Synthesizing Invariants via Iterative Learning of
                Decision Trees
          Pranav Garg, Daniel Neider, P. Madhusudan, and Dan Roth
                  University of Illinois at Urbana-Champaign, USA

Automatically synthesizing inductive invariants (i.e., statements about the con-
figurations of a program that remain true during its execution) lies at the heart
of automated program verification. Once an inductive invariant is found or given
by the user, the problem of checking whether the program satisfies a specification
can be reduced to logical validity of so-called verification conditions, which is
increasingly tractable with the advances in automated logic solvers.
    In recent years, the black-box or learning approach to finding invariants has
gained popularity.
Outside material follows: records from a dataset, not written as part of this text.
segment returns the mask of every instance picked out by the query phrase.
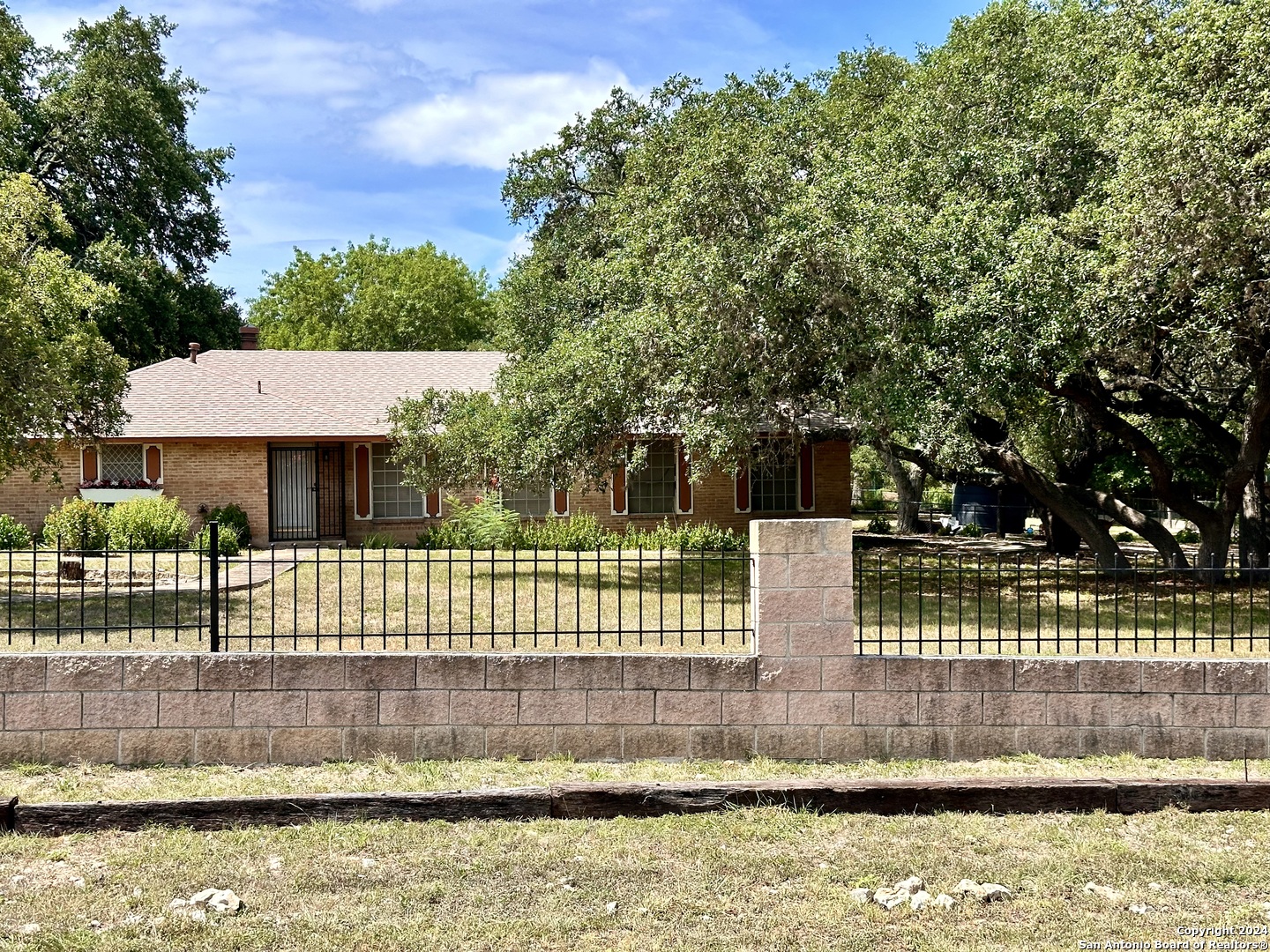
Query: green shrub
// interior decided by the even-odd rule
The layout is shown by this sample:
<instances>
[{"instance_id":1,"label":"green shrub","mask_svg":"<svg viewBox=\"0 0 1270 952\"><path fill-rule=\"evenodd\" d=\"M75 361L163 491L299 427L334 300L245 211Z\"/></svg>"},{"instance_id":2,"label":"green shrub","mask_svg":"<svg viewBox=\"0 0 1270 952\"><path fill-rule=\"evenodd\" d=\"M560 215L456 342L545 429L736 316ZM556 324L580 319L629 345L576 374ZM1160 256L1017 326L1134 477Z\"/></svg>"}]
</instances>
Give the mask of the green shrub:
<instances>
[{"instance_id":1,"label":"green shrub","mask_svg":"<svg viewBox=\"0 0 1270 952\"><path fill-rule=\"evenodd\" d=\"M194 536L194 541L189 543L189 547L206 555L211 545L212 527L204 526ZM225 556L240 555L243 552L243 543L239 539L237 528L234 526L221 526L216 534L216 547L220 550L222 559Z\"/></svg>"},{"instance_id":2,"label":"green shrub","mask_svg":"<svg viewBox=\"0 0 1270 952\"><path fill-rule=\"evenodd\" d=\"M414 537L419 548L467 548L467 541L458 527L450 522L429 526Z\"/></svg>"},{"instance_id":3,"label":"green shrub","mask_svg":"<svg viewBox=\"0 0 1270 952\"><path fill-rule=\"evenodd\" d=\"M246 513L243 512L243 506L235 503L218 505L207 514L207 522L212 522L213 519L221 524L222 531L226 526L232 526L235 532L237 532L240 546L251 545L251 526L246 520Z\"/></svg>"},{"instance_id":4,"label":"green shrub","mask_svg":"<svg viewBox=\"0 0 1270 952\"><path fill-rule=\"evenodd\" d=\"M189 515L174 496L136 496L107 513L110 548L177 548L189 536Z\"/></svg>"},{"instance_id":5,"label":"green shrub","mask_svg":"<svg viewBox=\"0 0 1270 952\"><path fill-rule=\"evenodd\" d=\"M629 524L622 533L605 529L591 513L568 518L521 522L499 501L484 499L471 505L450 496L451 514L417 537L419 548L560 548L584 552L594 548L668 548L718 552L745 548L749 537L714 523L673 526L669 519L650 528ZM368 545L368 543L367 543Z\"/></svg>"},{"instance_id":6,"label":"green shrub","mask_svg":"<svg viewBox=\"0 0 1270 952\"><path fill-rule=\"evenodd\" d=\"M749 545L749 537L740 536L732 529L720 529L711 522L672 526L669 519L663 519L658 526L649 529L641 529L632 523L627 523L624 534L607 533L601 545L605 548L617 548L621 546L622 548L677 548L720 552L745 548Z\"/></svg>"},{"instance_id":7,"label":"green shrub","mask_svg":"<svg viewBox=\"0 0 1270 952\"><path fill-rule=\"evenodd\" d=\"M872 519L869 520L869 528L866 531L876 533L879 536L889 536L890 534L890 519L886 518L885 515L880 515L880 514L875 515Z\"/></svg>"},{"instance_id":8,"label":"green shrub","mask_svg":"<svg viewBox=\"0 0 1270 952\"><path fill-rule=\"evenodd\" d=\"M3 548L30 548L30 529L5 513L0 513L0 550Z\"/></svg>"},{"instance_id":9,"label":"green shrub","mask_svg":"<svg viewBox=\"0 0 1270 952\"><path fill-rule=\"evenodd\" d=\"M519 514L493 496L470 504L446 496L446 520L419 533L423 548L511 548L521 541Z\"/></svg>"},{"instance_id":10,"label":"green shrub","mask_svg":"<svg viewBox=\"0 0 1270 952\"><path fill-rule=\"evenodd\" d=\"M387 532L371 532L362 539L362 548L396 548L396 536Z\"/></svg>"},{"instance_id":11,"label":"green shrub","mask_svg":"<svg viewBox=\"0 0 1270 952\"><path fill-rule=\"evenodd\" d=\"M48 510L43 537L47 546L99 552L109 538L105 509L79 496L67 499Z\"/></svg>"},{"instance_id":12,"label":"green shrub","mask_svg":"<svg viewBox=\"0 0 1270 952\"><path fill-rule=\"evenodd\" d=\"M522 523L518 548L561 548L570 552L584 552L599 548L605 539L605 528L591 513L579 513L564 519L550 518L542 522Z\"/></svg>"}]
</instances>

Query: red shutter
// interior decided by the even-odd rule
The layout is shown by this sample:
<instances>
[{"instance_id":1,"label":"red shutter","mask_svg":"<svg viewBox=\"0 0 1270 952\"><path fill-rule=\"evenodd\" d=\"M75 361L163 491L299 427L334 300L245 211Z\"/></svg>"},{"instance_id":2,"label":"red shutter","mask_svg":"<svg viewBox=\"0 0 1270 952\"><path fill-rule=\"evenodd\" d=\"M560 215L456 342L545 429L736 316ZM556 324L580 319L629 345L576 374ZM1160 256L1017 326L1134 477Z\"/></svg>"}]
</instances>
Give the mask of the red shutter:
<instances>
[{"instance_id":1,"label":"red shutter","mask_svg":"<svg viewBox=\"0 0 1270 952\"><path fill-rule=\"evenodd\" d=\"M626 512L626 467L622 465L613 470L613 512Z\"/></svg>"},{"instance_id":2,"label":"red shutter","mask_svg":"<svg viewBox=\"0 0 1270 952\"><path fill-rule=\"evenodd\" d=\"M353 515L371 518L371 448L364 443L353 449Z\"/></svg>"},{"instance_id":3,"label":"red shutter","mask_svg":"<svg viewBox=\"0 0 1270 952\"><path fill-rule=\"evenodd\" d=\"M688 481L688 454L683 452L683 446L677 447L678 466L677 466L677 482L679 490L679 512L691 513L692 512L692 484Z\"/></svg>"},{"instance_id":4,"label":"red shutter","mask_svg":"<svg viewBox=\"0 0 1270 952\"><path fill-rule=\"evenodd\" d=\"M803 512L815 509L815 453L810 443L799 447L798 456L798 508Z\"/></svg>"}]
</instances>

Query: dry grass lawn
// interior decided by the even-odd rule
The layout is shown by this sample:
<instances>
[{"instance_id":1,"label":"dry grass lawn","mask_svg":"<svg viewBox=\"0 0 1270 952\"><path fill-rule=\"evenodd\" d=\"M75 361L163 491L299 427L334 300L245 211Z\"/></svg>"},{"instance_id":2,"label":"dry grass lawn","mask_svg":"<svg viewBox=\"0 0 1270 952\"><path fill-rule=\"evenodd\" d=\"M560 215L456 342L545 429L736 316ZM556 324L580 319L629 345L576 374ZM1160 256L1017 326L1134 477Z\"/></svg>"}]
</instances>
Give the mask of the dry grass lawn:
<instances>
[{"instance_id":1,"label":"dry grass lawn","mask_svg":"<svg viewBox=\"0 0 1270 952\"><path fill-rule=\"evenodd\" d=\"M749 650L744 552L249 555L230 564L235 588L222 595L227 650ZM75 583L58 580L55 555L37 557L33 575L32 553L0 553L0 650L207 647L208 569L197 553L179 565L90 557Z\"/></svg>"}]
</instances>

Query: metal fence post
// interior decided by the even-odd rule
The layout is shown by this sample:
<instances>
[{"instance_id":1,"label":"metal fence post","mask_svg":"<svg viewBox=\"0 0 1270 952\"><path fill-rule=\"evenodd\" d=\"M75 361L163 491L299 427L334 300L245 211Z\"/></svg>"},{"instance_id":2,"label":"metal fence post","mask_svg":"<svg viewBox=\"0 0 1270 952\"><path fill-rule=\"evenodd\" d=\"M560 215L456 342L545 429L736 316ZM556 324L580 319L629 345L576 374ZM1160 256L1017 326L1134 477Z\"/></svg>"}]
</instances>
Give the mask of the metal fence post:
<instances>
[{"instance_id":1,"label":"metal fence post","mask_svg":"<svg viewBox=\"0 0 1270 952\"><path fill-rule=\"evenodd\" d=\"M216 519L207 523L207 556L211 560L211 612L212 652L221 650L221 527Z\"/></svg>"}]
</instances>

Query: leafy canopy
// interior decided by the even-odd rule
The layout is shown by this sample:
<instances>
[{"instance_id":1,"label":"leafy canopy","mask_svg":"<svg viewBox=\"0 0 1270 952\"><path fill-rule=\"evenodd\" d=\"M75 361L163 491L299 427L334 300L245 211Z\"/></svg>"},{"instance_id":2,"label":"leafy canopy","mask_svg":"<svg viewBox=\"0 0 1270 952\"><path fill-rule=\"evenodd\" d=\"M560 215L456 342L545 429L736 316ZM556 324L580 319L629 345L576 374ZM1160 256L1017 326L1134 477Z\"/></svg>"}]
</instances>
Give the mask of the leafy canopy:
<instances>
[{"instance_id":1,"label":"leafy canopy","mask_svg":"<svg viewBox=\"0 0 1270 952\"><path fill-rule=\"evenodd\" d=\"M203 89L168 69L173 29L121 8L52 50L0 4L0 170L32 175L70 226L58 248L116 286L94 320L133 367L190 340L231 347L239 325L230 293L206 275L229 248L215 190L232 150L189 141Z\"/></svg>"},{"instance_id":2,"label":"leafy canopy","mask_svg":"<svg viewBox=\"0 0 1270 952\"><path fill-rule=\"evenodd\" d=\"M295 260L250 302L263 347L279 350L462 350L490 333L489 279L429 241L349 244Z\"/></svg>"},{"instance_id":3,"label":"leafy canopy","mask_svg":"<svg viewBox=\"0 0 1270 952\"><path fill-rule=\"evenodd\" d=\"M0 173L0 480L122 423L127 362L93 322L116 294L50 246L69 231L29 175Z\"/></svg>"}]
</instances>

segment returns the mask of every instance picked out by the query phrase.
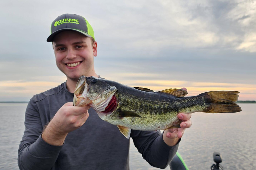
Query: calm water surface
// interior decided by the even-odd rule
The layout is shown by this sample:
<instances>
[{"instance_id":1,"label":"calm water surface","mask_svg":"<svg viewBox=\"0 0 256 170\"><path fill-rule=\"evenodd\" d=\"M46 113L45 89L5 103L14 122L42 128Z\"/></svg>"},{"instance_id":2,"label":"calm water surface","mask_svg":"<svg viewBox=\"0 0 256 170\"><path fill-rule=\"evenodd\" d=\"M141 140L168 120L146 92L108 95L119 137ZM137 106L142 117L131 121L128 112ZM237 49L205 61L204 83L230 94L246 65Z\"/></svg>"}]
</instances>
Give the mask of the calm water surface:
<instances>
[{"instance_id":1,"label":"calm water surface","mask_svg":"<svg viewBox=\"0 0 256 170\"><path fill-rule=\"evenodd\" d=\"M27 104L0 103L0 170L19 169L17 151ZM190 170L210 169L214 151L220 153L224 170L256 169L256 104L239 105L243 111L238 113L193 114L193 125L178 150ZM143 159L131 139L130 151L130 169L160 169Z\"/></svg>"}]
</instances>

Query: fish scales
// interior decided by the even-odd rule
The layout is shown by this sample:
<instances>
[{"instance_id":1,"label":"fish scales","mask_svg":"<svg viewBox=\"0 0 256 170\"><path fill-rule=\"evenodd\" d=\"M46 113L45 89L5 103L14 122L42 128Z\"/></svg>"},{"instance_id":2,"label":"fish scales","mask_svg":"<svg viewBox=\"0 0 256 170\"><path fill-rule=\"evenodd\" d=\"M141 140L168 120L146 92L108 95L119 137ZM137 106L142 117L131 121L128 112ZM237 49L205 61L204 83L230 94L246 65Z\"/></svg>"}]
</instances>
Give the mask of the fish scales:
<instances>
[{"instance_id":1,"label":"fish scales","mask_svg":"<svg viewBox=\"0 0 256 170\"><path fill-rule=\"evenodd\" d=\"M239 92L214 91L184 97L182 89L154 92L94 77L81 76L74 92L74 105L88 105L103 120L116 125L129 138L131 129L166 129L180 127L179 113L235 113Z\"/></svg>"}]
</instances>

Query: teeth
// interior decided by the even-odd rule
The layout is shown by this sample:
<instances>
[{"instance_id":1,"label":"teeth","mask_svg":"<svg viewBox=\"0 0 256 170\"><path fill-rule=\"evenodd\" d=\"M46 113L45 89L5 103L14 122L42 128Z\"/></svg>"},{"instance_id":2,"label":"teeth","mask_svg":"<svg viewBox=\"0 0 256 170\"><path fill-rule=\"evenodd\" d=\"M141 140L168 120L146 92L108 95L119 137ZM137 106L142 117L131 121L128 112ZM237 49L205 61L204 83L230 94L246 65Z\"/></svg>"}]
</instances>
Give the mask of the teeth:
<instances>
[{"instance_id":1,"label":"teeth","mask_svg":"<svg viewBox=\"0 0 256 170\"><path fill-rule=\"evenodd\" d=\"M67 65L69 67L75 67L77 65L79 65L81 62L77 62L75 63L72 63L71 64L67 64Z\"/></svg>"}]
</instances>

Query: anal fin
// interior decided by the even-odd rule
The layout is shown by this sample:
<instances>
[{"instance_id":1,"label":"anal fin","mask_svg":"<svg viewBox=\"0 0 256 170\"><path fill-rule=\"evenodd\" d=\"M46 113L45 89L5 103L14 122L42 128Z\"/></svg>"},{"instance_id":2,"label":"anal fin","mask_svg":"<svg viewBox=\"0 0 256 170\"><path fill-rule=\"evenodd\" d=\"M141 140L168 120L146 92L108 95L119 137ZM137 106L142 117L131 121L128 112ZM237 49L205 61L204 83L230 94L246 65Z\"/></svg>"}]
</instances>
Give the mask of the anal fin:
<instances>
[{"instance_id":1,"label":"anal fin","mask_svg":"<svg viewBox=\"0 0 256 170\"><path fill-rule=\"evenodd\" d=\"M127 139L130 138L130 134L131 134L131 129L126 127L118 126L117 127L120 130L120 132Z\"/></svg>"},{"instance_id":2,"label":"anal fin","mask_svg":"<svg viewBox=\"0 0 256 170\"><path fill-rule=\"evenodd\" d=\"M180 124L182 122L182 121L181 121L181 120L179 119L177 122L173 124L170 127L168 128L167 129L173 129L174 128L180 128Z\"/></svg>"}]
</instances>

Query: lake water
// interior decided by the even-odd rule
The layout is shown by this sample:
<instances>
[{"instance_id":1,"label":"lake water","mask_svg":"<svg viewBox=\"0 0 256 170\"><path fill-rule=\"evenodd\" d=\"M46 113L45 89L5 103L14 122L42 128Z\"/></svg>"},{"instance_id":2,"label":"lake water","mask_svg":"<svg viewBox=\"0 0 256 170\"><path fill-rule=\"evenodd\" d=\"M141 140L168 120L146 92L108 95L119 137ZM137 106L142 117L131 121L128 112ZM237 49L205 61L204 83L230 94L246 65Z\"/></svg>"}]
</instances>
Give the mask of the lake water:
<instances>
[{"instance_id":1,"label":"lake water","mask_svg":"<svg viewBox=\"0 0 256 170\"><path fill-rule=\"evenodd\" d=\"M1 170L19 169L17 151L27 104L0 103ZM243 111L238 113L193 114L193 125L186 130L178 150L190 170L211 169L214 151L220 153L224 170L256 169L256 104L239 105ZM160 169L149 165L131 142L130 169Z\"/></svg>"}]
</instances>

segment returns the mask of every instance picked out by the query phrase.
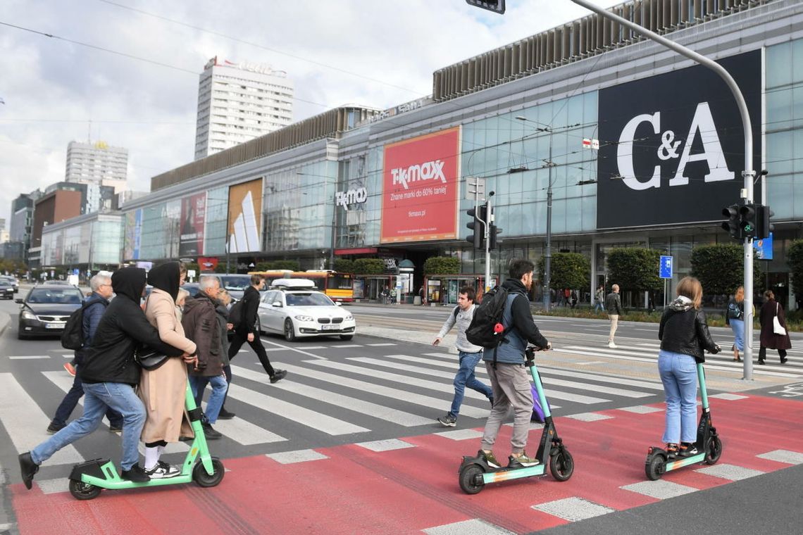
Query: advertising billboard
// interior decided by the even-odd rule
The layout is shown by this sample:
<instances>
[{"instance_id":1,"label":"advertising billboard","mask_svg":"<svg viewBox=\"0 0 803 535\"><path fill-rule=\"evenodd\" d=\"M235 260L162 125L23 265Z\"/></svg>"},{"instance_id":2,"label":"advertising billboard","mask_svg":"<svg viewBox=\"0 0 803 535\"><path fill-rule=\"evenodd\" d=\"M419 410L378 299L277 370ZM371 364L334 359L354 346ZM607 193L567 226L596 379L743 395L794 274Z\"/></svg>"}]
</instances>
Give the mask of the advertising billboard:
<instances>
[{"instance_id":1,"label":"advertising billboard","mask_svg":"<svg viewBox=\"0 0 803 535\"><path fill-rule=\"evenodd\" d=\"M385 146L381 243L457 237L460 128Z\"/></svg>"},{"instance_id":2,"label":"advertising billboard","mask_svg":"<svg viewBox=\"0 0 803 535\"><path fill-rule=\"evenodd\" d=\"M182 257L203 254L203 228L206 221L206 192L181 199L181 226L178 234L178 254Z\"/></svg>"},{"instance_id":3,"label":"advertising billboard","mask_svg":"<svg viewBox=\"0 0 803 535\"><path fill-rule=\"evenodd\" d=\"M718 63L747 101L760 170L761 52ZM721 221L744 184L740 117L725 83L702 66L600 90L597 228Z\"/></svg>"},{"instance_id":4,"label":"advertising billboard","mask_svg":"<svg viewBox=\"0 0 803 535\"><path fill-rule=\"evenodd\" d=\"M262 178L229 188L229 251L262 249Z\"/></svg>"}]
</instances>

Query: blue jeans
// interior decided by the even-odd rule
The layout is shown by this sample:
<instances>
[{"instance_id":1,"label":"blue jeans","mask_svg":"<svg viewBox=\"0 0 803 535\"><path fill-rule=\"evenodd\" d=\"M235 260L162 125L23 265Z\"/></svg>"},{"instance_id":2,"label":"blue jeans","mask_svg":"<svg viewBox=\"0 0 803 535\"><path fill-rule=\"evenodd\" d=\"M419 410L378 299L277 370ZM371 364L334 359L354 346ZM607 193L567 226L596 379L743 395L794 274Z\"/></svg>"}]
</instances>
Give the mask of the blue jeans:
<instances>
[{"instance_id":1,"label":"blue jeans","mask_svg":"<svg viewBox=\"0 0 803 535\"><path fill-rule=\"evenodd\" d=\"M658 369L666 395L663 442L697 440L697 363L689 355L661 350Z\"/></svg>"},{"instance_id":2,"label":"blue jeans","mask_svg":"<svg viewBox=\"0 0 803 535\"><path fill-rule=\"evenodd\" d=\"M740 351L744 349L744 320L732 319L731 330L733 331L733 345Z\"/></svg>"},{"instance_id":3,"label":"blue jeans","mask_svg":"<svg viewBox=\"0 0 803 535\"><path fill-rule=\"evenodd\" d=\"M206 411L204 415L206 421L214 424L218 421L218 415L220 414L220 407L223 406L223 399L226 399L226 392L229 390L229 383L226 382L226 378L222 375L214 375L213 377L201 377L199 375L190 376L190 387L193 389L193 395L198 407L201 406L201 400L203 399L203 389L206 384L212 385L212 395L209 396L209 403L206 403Z\"/></svg>"},{"instance_id":4,"label":"blue jeans","mask_svg":"<svg viewBox=\"0 0 803 535\"><path fill-rule=\"evenodd\" d=\"M84 383L84 415L31 450L31 458L41 464L67 444L95 431L108 407L123 415L123 456L120 467L130 470L137 463L137 447L145 423L145 407L130 384L122 383Z\"/></svg>"},{"instance_id":5,"label":"blue jeans","mask_svg":"<svg viewBox=\"0 0 803 535\"><path fill-rule=\"evenodd\" d=\"M478 381L474 376L474 368L477 367L479 359L483 358L483 352L463 353L458 351L460 359L460 369L454 375L454 399L452 399L452 407L449 414L457 418L460 414L460 405L463 404L463 398L466 392L466 387L471 390L475 390L481 394L484 394L488 399L493 399L494 393L491 387Z\"/></svg>"},{"instance_id":6,"label":"blue jeans","mask_svg":"<svg viewBox=\"0 0 803 535\"><path fill-rule=\"evenodd\" d=\"M76 373L75 378L72 379L72 387L64 395L64 399L61 400L59 408L55 410L55 415L53 416L52 424L57 426L65 425L67 419L70 418L70 415L72 414L72 411L75 408L75 405L78 404L78 400L83 396L84 387L82 386L81 378ZM123 427L123 416L114 409L107 409L106 417L108 418L109 425L112 428Z\"/></svg>"}]
</instances>

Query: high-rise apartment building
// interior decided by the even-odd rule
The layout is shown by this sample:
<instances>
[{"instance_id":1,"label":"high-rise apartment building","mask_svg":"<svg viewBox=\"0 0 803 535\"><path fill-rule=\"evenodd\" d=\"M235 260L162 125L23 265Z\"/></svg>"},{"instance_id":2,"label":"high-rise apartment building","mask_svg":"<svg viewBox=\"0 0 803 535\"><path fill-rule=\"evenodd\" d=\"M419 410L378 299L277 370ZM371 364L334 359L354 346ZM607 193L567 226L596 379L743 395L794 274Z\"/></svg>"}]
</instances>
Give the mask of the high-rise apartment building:
<instances>
[{"instance_id":1,"label":"high-rise apartment building","mask_svg":"<svg viewBox=\"0 0 803 535\"><path fill-rule=\"evenodd\" d=\"M209 60L198 83L195 160L287 126L293 83L282 71L251 63Z\"/></svg>"},{"instance_id":2,"label":"high-rise apartment building","mask_svg":"<svg viewBox=\"0 0 803 535\"><path fill-rule=\"evenodd\" d=\"M111 147L105 141L71 141L67 146L67 182L111 186L115 193L125 189L128 150Z\"/></svg>"}]
</instances>

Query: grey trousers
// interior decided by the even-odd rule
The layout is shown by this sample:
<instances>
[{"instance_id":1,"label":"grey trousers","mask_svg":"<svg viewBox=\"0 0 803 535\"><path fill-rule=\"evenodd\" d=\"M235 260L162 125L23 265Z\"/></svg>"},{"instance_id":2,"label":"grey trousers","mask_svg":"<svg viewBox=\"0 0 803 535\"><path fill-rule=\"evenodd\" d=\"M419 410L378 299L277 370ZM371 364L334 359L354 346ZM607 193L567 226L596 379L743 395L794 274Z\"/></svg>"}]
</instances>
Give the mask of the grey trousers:
<instances>
[{"instance_id":1,"label":"grey trousers","mask_svg":"<svg viewBox=\"0 0 803 535\"><path fill-rule=\"evenodd\" d=\"M494 391L494 406L483 433L482 448L490 450L496 441L499 428L508 409L513 407L513 436L510 438L511 452L520 453L527 445L530 432L530 416L532 415L532 391L530 390L530 374L524 364L496 363L496 369L485 363Z\"/></svg>"}]
</instances>

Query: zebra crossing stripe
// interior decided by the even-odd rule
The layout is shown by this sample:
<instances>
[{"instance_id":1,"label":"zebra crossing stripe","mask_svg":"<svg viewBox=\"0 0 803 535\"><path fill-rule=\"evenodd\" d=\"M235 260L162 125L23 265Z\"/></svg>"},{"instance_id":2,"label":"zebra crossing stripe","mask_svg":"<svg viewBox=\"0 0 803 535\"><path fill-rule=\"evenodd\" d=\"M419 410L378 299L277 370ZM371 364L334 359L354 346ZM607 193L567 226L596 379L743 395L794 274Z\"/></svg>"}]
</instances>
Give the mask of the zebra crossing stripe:
<instances>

In this data-driven approach, the synthesizer of invariants is
split into two components. One component is a teacher, which is essentially a
program verifier that can verify the program using a conjectured invariant; in case
that the conjecture is inadequate to verify the program against the specification,
the teacher can return a counterexample (i.e., a concrete program configuration)
as a witness to why this is the case. The other component is a learner, which
learns a candidate invariant from counterexamples returned by the teacher. Both
components are run in alternation until the learner proposes an invariant that is
adequate to verify the program.
    One of the biggest advantages of the black-box learning paradigm is the
possible usage of machine learning techniques to synthesize invariants. The
learner, being completely agnostic to the program (its programming language,
semantics, etc.), can be seen as a machine learning algorithm that learns a
Boolean classifier of program configurations. However, Garg et al. [2] argue that
learning from positively or negatively classified program configurations alone
does not form a robust paradigm for learning invariants. Instead, the authors
propose to allow the teacher to return implications x ⇒ y, where both x and y
are program configurations, with the constraint that the learner must propose
a classifier such that if x is classified as true, so is y (intuitively, implications
capture the semantics of a program). The resulting learning setting is called ICE
learning (short for implication-counterexamples) and entails that the learner now
additionally needs to handle implications.
    The goal of our paper [1] is to adapt Quinlan’s decision tree learning algorithms
to the ICE learning model in order to synthesize invariants. Our key contributions
are: (i) a generic top-down decision tree learning algorithm that learns from
training data with implications; (ii) several novel “information gain” measures
that are used to determine the best attribute to split on the current collection
of examples and implications; (iii) a convergence mechanism that guarantees
learning an invariant if one exists; and (iv) an extensive experimental evaluation.
1. Pranav Garg, P. Madhusudan, Daniel Neider, and Dan Roth. Learning Invariants
   using Decision Trees and Implication Counterexamples. In POPL 2016, pages 499–512.
   ACM, 2016.
2. Pranav Garg, Christof Löding, P. Madhusudan, and Daniel Neider. ICE: A Robust
   Framework for Learning Invariants. In CAV 2014, volume 8559 of LNCS, pages
   69–87. Springer, 2014.